Au départ, c’était une approche proposée par Paul Saffo, prévisionniste, futurologue et professeur à Stanford, c’est ensuite devenu une technique de VC popularisée par Mark Andreessen, créateur de Netscape et co-fondateur d’Andreessen Horowitz ou encore Paul Wilson d’Union Square Venture. C’est aussi une méthode de prise de décision dans un univers extrêmement fluctuant.
Que dit précisément cette pratique d’’ “Opinion ferme main souple” (“Strong Opinions Weakly held”) ?
Comme l’explique Naval Ravikant, le sage de la silicon valley
« Dans ce business tout ce qui est considéré comme de la sagesse conventionnelle explose un jour. «
Il faut donc maintenir un équilibre fin et complexe entre des opinions fermes, des thèses longuement réfléchies mais aussi avoir l’humilité et la souplesse de changer brutalement et radicalement d’opinion lorsque les data et les faits contredisent votre posture.
Tenir et savoir lâcher
L’étrange paradoxe de la position “Opinion ferme main souple” rassemble l’attitude non-émotionnelle et dépassionnée des grands investisseurs capable de couper une position mécaniquement avec des stop-loss mais aussi la conviction inébranlable d’un Warren Buffet capable de garder des positions longues contre vents et marées en mode buy & hold. Des attitudes face aux risque -et à la peur- foncièrement contradictoires et souvent intenables sur une même échelle temporelle. Twitter et Facebook auraient pu mourir plusieurs fois dans leurs jeunes années sans le soutien d’investisseurs doués de la subtilité et des nuances d’arbitrage de type “conviction forte et main souple.”
Car tenir et savoir lâcher ne font pas souvent bon ménage. En tout cas pas chez les mêmes personnes. Isaac Morehouse, auteur d’un Podcast sur le concept explique ainsi qu’il est rare de combiner à la fois un pouvoir de limite et d’ouverture.
Cette approche ferme et souple se retrouve également chez de grands entraîneurs sportifs, stratèges par excellence des temps réels et fluctuants c’est par exemple l’approche d’Arsene Wenger qui déclarait récemment :
« Un entraîneur a un concept clair pour lequel il est prêt à se battre…Mais ils doit être aussi capable de le mettre à la poubelle”
Décomposer le process
Voici comment Paul Saffo décompose son approche dans le temps par une série de séquences prévisionnelles matinées de test and learn :
« J’ai constaté que le moyen le plus rapide d’obtenir une prévision efficace est souvent une série de prévisions erronées. Au lieu de retenir mon jugement jusqu’à ce qu’une recherche exhaustive de données soit terminée, je me forcerai à faire une prévision provisoire basée sur les informations disponibles, puis à l’invalider systématiquement, en utilisant les connaissances acquises pour guider ma recherche d’autres indicateurs et informations.

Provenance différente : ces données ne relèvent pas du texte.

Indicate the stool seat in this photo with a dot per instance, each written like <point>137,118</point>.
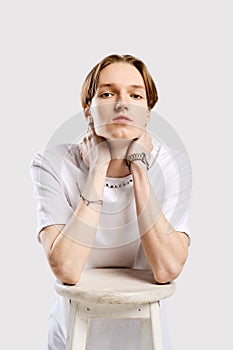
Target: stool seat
<point>114,293</point>
<point>116,286</point>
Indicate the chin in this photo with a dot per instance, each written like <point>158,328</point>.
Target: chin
<point>120,131</point>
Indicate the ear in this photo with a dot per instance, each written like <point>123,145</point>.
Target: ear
<point>148,116</point>
<point>87,113</point>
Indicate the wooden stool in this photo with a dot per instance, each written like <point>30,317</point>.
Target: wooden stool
<point>115,293</point>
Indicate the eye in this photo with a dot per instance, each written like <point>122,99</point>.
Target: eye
<point>106,94</point>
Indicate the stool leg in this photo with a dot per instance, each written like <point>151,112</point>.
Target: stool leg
<point>151,329</point>
<point>77,330</point>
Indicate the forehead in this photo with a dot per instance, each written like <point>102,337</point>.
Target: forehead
<point>120,74</point>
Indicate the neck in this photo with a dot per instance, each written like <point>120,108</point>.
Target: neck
<point>117,166</point>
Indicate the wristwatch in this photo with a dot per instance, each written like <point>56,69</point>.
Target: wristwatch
<point>137,156</point>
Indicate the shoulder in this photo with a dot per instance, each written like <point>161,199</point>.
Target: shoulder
<point>55,155</point>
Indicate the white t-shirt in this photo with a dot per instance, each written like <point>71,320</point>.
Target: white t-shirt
<point>59,176</point>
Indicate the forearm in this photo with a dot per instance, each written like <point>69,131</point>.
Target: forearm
<point>165,249</point>
<point>72,246</point>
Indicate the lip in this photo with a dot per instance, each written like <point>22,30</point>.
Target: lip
<point>122,119</point>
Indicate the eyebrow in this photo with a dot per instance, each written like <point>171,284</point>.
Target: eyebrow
<point>115,85</point>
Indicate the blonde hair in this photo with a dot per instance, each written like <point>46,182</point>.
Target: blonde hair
<point>90,83</point>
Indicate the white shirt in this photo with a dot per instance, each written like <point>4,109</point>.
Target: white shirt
<point>58,177</point>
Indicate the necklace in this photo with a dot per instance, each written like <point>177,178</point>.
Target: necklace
<point>119,185</point>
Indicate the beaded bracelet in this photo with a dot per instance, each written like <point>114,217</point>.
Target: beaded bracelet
<point>87,201</point>
<point>137,156</point>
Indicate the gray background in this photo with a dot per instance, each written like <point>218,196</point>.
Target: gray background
<point>47,47</point>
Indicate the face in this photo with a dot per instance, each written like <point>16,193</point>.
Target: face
<point>119,108</point>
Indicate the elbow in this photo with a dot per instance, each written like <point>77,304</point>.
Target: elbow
<point>65,271</point>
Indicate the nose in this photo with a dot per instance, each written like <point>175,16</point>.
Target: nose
<point>121,103</point>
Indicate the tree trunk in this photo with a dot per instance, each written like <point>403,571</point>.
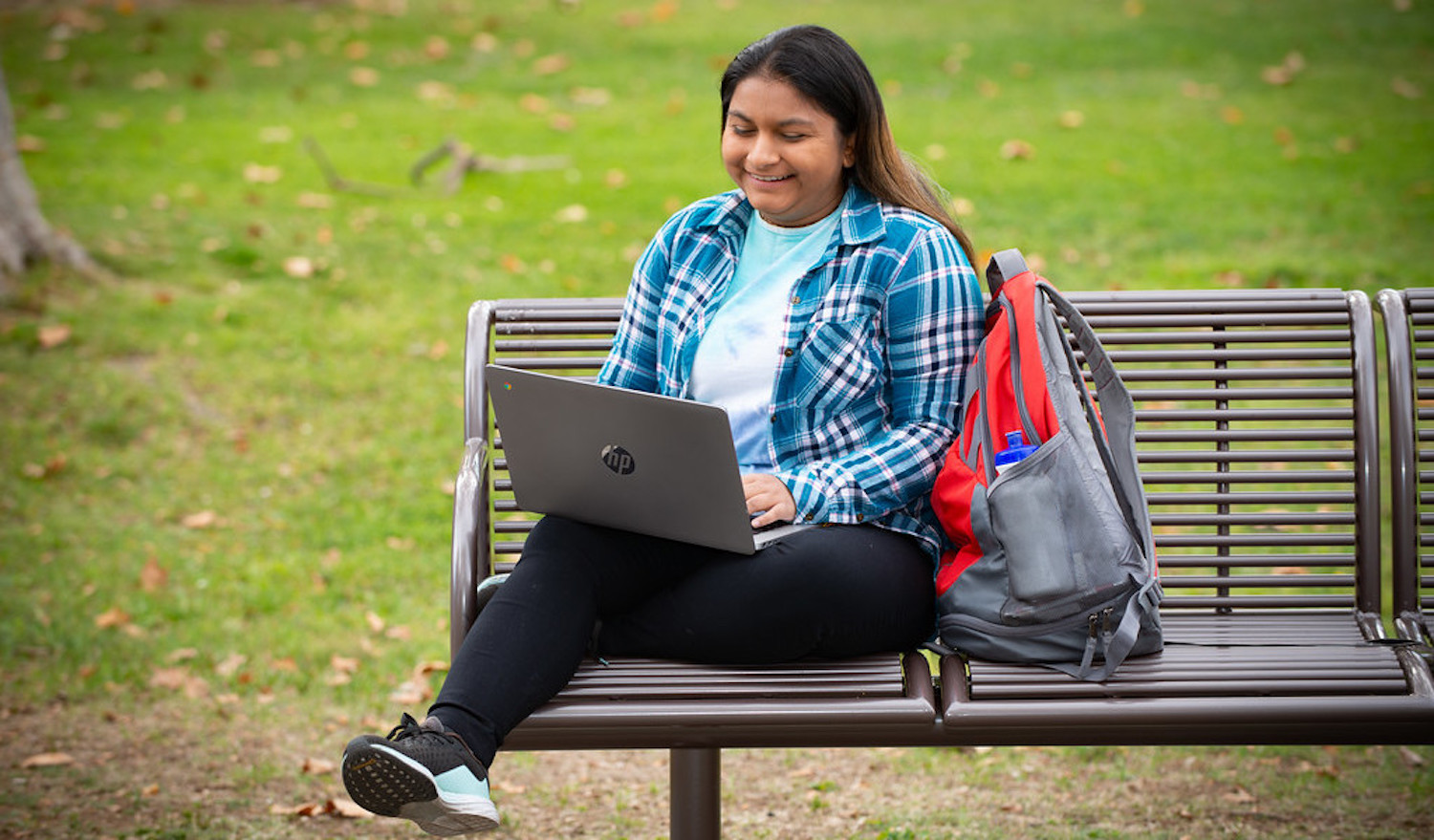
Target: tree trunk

Itérez ce processus plusieurs fois, et il est surprenant de voir à quelle vitesse on peut arriver à une prévision utile ».
Fred Wilson explique de son côté sa propre manière d’effectuer ses investissements en Opinion ferme, main souple.
« Lorsqu’une opportunité d’investissement se présente, j’ai immédiatement une opinion et je l’exprime, souvent avec force. Mes collègues comprennent que c’est mon style et ne me laissent pas intimider la conversation. Parce qu’ils savent aussi que je plierai rapidement lorsque les faits prouveront que j’ai tort. Et je n’ai pas besoin de trop de faits pour me le prouver. »
Comment garantir la validité du processus ? Ameet Ranadive, Product Manager chez Instagram recommande de s’entourer pour la partie “main souple” de personnes en fort désaccord avec vous qui auront le courage de challenger votre raisonnement. Il rappelle qu’un des bénéfices de la méthode est d’enrichir les décisions d’informations, souvent manquantes, tout au long du process. C’est l’une des meilleurs méthodes d’intelligence collective et de lutte contre les biais cognitifs personnels.
Le résultat : une décision collective et évolutive et, si elle n’est pas abandonnée, une conviction bien plus forte qu’elle n’était au départ.
In Fine, la force de la méthode Strong Opinions Weakly held permet de mettre en place dans des environnements complexes et fluctuants une série de filtres plus sophistiqués en manière d’investissement, de produit ou de management.
C’est aussi une autre façon de combiner, harmonieusement et dans le temps, l’intuitif et le rationnel.